Holy Baptism is the basis of the whole Christian life, the gateway to life in the Spirit (vitae spiritualis ianua), and the door which gives access to the other sacraments. Through Baptism we are freed from sin and reborn as sons of God; we become members of Christ, are incorporated into the Church and made sharers in her mission: “Baptism is the sacrament of regeneration through water and in the word.”

What is the outward, visible sign in baptism?
Water, in which candidates are baptized “In the name of the Father, and of the Son, and of the Holy Spirit,” the name of the Triune God into whom the candidate is baptized and made part.

What is the inward, spiritual grace set forth in baptism?
The grace set forth is a death to sin and a new birth to righteousness, through union with Christ in his death and resurrection (Romans 6:1–6).  I am born a sinner by nature, separated from God, but in baptism, rightly received, I am made God’s child by grace through faith in Christ.

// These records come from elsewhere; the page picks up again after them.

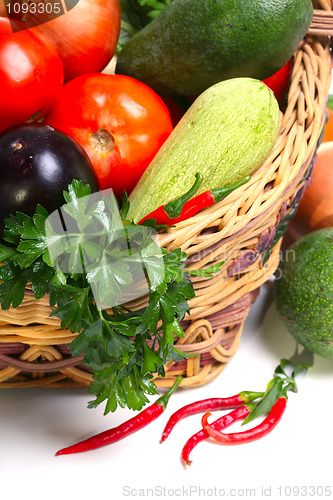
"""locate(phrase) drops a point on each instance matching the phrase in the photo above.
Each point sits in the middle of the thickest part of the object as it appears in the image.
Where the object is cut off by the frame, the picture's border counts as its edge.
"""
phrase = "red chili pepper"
(132, 425)
(223, 422)
(261, 430)
(209, 404)
(186, 206)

What is required of those who are baptized?
Repentance, in which I turn away from sin; and faith, in which I turn to Jesus Christ as my Savior and Lord, and embrace the promises that God makes to me in this sacrament.

Why is it appropriate to baptize infants?
Born with a human nature tainted by original sin, children also have need of the new birth in Baptism to be freed from the power of darkness and brought into the realm of the freedom of the children of God, to which all men are called. The sheer gratuitousness of the grace of salvation is particularly manifest in infant Baptism.

Christian parents will recognize that this practice also accords with their role as nurturers of the life that God has entrusted to them.

By its very nature infant Baptism requires a post-baptismal catechumenate. Not only is there a need for instruction after Baptism, but also for the necessary flowering of baptismal grace in personal growth. The catechism has its proper place here.

Baptism is an indelible mark.
Incorporated into Christ by Baptism, the person baptized is configured to Christ. Baptism seals the Christian with the indelible spiritual mark (character) of his belonging to Christ. No sin can erase this mark, even if sin prevents Baptism from bearing the fruits of salvation. Given once for all, Baptism cannot be repeated.